Bu kuşkuyu Reza Zarrab’ın yeni hukuk danışmanı olan Yahudi lobisinin güçlü adamlarından Guiliani’nin sözleri yarattı. Guiliani, Zarrab davasının Amerika’nın çıkarları doğrultusunda diplomatik yollardan çözülebileceğini, söyledi. Guiliani’nin ortak olduğu şirketin de bizim lobi şirketlerimizden biri olduğu ortaya çıkınca söylentiler rahatsız edici boyuta ulaştı. Dışişlerimiz buna gereken en sert cevabı vermeli. Aksi halde rehin siyaseti gibi algılanır ki, bunu çok küçük düşürücü buluruz. Türk dış politikası Reza Zarrab’ın üstünde olduğu masaya sürülemez.
'TSK'yi zayıflattılar'
-15 Temmuz darbesini araştırma komisyonu raporu referandum bittiğine göre artık açıklanabilir mi?

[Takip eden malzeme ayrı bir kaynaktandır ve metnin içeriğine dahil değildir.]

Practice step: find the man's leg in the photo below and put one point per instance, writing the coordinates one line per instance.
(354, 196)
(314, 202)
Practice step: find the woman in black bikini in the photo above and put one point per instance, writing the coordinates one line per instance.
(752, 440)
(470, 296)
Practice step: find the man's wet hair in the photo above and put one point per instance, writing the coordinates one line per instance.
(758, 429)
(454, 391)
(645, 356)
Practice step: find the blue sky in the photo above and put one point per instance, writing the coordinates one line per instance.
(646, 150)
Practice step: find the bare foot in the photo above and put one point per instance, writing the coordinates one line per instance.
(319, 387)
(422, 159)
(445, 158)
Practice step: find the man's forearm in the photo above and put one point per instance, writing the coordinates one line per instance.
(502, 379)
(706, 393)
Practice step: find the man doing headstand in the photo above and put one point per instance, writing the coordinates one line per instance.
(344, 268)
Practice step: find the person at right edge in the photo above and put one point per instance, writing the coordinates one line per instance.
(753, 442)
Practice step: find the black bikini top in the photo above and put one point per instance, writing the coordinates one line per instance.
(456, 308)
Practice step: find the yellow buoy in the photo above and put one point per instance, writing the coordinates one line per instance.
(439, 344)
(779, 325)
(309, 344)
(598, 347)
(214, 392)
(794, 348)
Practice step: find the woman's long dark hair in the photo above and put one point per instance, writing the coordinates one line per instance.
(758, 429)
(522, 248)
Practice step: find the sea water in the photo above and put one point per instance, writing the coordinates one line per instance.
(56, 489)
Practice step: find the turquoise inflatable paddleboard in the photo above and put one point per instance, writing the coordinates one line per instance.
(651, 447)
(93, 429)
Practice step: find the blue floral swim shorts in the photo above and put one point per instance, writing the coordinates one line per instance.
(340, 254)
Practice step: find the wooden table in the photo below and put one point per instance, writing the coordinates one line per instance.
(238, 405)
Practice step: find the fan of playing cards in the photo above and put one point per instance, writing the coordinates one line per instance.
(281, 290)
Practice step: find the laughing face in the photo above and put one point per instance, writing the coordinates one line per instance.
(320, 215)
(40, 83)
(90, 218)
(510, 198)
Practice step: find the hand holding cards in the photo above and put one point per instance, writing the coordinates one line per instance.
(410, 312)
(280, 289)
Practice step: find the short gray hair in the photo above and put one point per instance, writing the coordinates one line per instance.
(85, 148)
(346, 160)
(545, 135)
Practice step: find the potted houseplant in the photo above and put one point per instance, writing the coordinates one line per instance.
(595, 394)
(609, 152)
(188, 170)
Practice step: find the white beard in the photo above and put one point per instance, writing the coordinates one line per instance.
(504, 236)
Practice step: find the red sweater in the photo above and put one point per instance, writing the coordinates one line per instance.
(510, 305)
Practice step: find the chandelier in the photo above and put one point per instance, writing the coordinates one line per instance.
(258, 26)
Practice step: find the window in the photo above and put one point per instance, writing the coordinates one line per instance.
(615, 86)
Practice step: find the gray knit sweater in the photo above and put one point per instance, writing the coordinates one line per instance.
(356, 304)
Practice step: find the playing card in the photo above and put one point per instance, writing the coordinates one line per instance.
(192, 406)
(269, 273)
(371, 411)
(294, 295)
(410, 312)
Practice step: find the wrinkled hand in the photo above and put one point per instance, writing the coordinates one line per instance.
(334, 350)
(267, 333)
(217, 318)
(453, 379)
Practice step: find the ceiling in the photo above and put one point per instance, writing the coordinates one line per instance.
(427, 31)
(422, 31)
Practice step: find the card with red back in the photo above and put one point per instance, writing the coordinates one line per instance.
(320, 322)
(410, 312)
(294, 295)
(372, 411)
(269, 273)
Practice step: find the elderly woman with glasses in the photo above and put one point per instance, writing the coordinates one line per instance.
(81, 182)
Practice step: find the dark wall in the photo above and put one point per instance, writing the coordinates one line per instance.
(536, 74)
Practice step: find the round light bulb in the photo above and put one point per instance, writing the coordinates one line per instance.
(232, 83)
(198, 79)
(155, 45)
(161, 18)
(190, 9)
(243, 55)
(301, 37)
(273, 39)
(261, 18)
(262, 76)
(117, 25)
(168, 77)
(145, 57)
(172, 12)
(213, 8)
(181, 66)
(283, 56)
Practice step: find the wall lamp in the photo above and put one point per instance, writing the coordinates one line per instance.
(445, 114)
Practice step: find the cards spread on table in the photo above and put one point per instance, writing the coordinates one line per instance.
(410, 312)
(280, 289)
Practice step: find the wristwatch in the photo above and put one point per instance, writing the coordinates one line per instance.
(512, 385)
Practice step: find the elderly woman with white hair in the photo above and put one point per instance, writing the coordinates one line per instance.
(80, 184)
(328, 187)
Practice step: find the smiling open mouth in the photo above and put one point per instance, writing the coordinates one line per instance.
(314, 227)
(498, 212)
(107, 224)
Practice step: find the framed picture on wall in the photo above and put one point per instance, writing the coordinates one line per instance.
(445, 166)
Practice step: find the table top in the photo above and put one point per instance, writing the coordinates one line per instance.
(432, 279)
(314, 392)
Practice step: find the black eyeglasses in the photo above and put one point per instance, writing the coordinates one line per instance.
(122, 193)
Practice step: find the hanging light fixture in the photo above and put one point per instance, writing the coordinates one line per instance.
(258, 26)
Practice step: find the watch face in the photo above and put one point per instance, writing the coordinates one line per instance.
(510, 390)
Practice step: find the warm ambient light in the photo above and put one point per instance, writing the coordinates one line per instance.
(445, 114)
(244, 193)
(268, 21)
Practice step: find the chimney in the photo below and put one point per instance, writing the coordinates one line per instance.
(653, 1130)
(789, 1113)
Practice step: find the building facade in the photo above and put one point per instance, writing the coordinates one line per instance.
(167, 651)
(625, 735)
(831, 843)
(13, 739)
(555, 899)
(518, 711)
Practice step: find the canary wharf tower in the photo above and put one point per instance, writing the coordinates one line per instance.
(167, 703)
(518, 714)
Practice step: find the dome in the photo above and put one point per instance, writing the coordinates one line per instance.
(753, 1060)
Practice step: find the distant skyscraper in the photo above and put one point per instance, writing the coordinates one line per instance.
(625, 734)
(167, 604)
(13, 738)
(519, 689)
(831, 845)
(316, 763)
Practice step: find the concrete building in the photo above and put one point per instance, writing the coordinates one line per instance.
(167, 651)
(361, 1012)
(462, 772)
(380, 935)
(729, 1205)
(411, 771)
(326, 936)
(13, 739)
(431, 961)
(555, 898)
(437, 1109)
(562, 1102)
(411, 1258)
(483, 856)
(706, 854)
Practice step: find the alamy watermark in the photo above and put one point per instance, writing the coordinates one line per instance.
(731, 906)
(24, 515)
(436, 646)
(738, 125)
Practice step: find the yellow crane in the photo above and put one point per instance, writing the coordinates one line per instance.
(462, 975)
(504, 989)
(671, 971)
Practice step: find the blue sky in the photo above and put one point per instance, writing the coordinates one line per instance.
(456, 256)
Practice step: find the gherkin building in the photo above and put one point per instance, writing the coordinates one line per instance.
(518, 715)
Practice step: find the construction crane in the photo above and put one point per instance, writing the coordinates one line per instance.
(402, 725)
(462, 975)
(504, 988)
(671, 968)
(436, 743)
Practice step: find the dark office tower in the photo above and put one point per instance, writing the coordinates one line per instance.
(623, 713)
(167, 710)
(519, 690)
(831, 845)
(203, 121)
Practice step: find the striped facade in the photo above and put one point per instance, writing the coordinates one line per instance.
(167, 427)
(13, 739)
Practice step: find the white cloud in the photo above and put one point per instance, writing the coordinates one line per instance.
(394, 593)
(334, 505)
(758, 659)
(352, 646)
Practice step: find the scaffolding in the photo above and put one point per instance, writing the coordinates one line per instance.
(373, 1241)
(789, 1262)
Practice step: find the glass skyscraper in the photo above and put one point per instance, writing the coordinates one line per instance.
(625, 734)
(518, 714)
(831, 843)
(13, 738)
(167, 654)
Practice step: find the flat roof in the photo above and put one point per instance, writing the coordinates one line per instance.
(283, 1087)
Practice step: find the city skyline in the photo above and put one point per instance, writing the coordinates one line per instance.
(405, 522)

Bilmiyorum. Pek umutlu değilim ama kamuoyunun bu konudaki beklentisini tatmin etmek için sözde bir raporu açıklayabilirler. Bunun ‘dostlar alışverişte görsün’den başka bir anlamı olmayacaktır. Ya da gerçekleri açıklamaktan ziyade karartmaya hizmet eden bir rapor. Duyup dinlediklerimden sonra benim şahsi raporum şöyle olurdu: 15 Temmuz’un hedefi siyasi iktidardan ziyade devletimiz ve onu koruyan TSK’ydi. Hedefleri siyasi iktidar ve sayın Cumhurbaşkanı olsaydı eğer, dört yaverinden dördü, 19 yakın koruması FETÖ’cü olan birini Allah korusun istedikleri anda bertaraf ederlerdi. Üstelik bütün istihbarat örgütlerini ele geçirmişler. Bana göre 15 Temmuz hain kalkışması Balyoz ve Ergenekon kumpaslarının devamıdır. Amaç Türk Silahlı Kuvvetleri’ni zayıflatarak devleti rehin almaktır. 15 Temmuz başkanlık sisteminin gerekçesi haline getirildi ve bana göre devletin yıkımını tamamlayacak olan sistem değişimini getirdi. 15 Temmuz hain kalkışmasından bir kâr bir zarar edenlere bakın, olgularla değerlendirin hafiyeliğe gerek yok.